For a long time he didn't like me. That was understandable. From his point of view, I had stolen his girl. Their breakup had been amicable enough, and they were only together two weeks, and he was always polite to both of us, but I often sensed cold hostility beneath the courtesy, and on several occasions I noticed angry glances directed at me. Little things. Perfectly understandable. But still.

In Cameroon, after her death, he and I became close friends. Grim friends, joined by mutual grief and shock, but close friends all the same. The others helped me, supported me, those nights I got desperately drunk and maudlin; but Lawrence actually joined me. Some nights he seemed as torn up and despairing as I did.

Maybe because he had a guilty conscience.

Michael Smith, despite all his charm, because of an incident that occurred in Ouagadougou, popularly known as Wagga, the capital city of Burkina Faso, quite a pleasant place despite being the fifth poorest country in the world.
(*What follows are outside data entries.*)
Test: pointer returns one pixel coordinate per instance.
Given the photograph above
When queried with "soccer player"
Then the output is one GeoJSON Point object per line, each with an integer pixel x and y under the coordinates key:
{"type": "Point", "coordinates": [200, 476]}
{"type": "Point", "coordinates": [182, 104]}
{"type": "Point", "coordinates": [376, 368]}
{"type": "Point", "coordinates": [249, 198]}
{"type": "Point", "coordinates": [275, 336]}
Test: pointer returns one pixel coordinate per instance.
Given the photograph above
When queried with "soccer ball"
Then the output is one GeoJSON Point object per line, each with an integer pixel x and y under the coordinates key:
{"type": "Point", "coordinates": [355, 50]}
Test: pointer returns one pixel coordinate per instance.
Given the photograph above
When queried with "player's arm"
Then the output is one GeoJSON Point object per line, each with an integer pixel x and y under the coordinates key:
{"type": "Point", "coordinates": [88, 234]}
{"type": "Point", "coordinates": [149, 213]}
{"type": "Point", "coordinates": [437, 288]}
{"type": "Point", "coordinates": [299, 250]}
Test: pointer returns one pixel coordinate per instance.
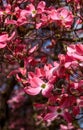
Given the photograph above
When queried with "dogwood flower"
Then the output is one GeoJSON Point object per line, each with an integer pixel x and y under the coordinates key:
{"type": "Point", "coordinates": [37, 85]}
He and I were walking down the road, a pathetic-looking small boy scurrying alongside us, trying to sell us a model car made of meshed wire. You saw them all over, small boys with model cars. As by this time both of us were old Africa hands we ignored the small boy completely. Until we turned a corner. The small boy, on the outside of our turn, had to sprint to keep up up with us, looking up at us and pleading for our custom in soft broken French as he ran. He never saw the oncoming car.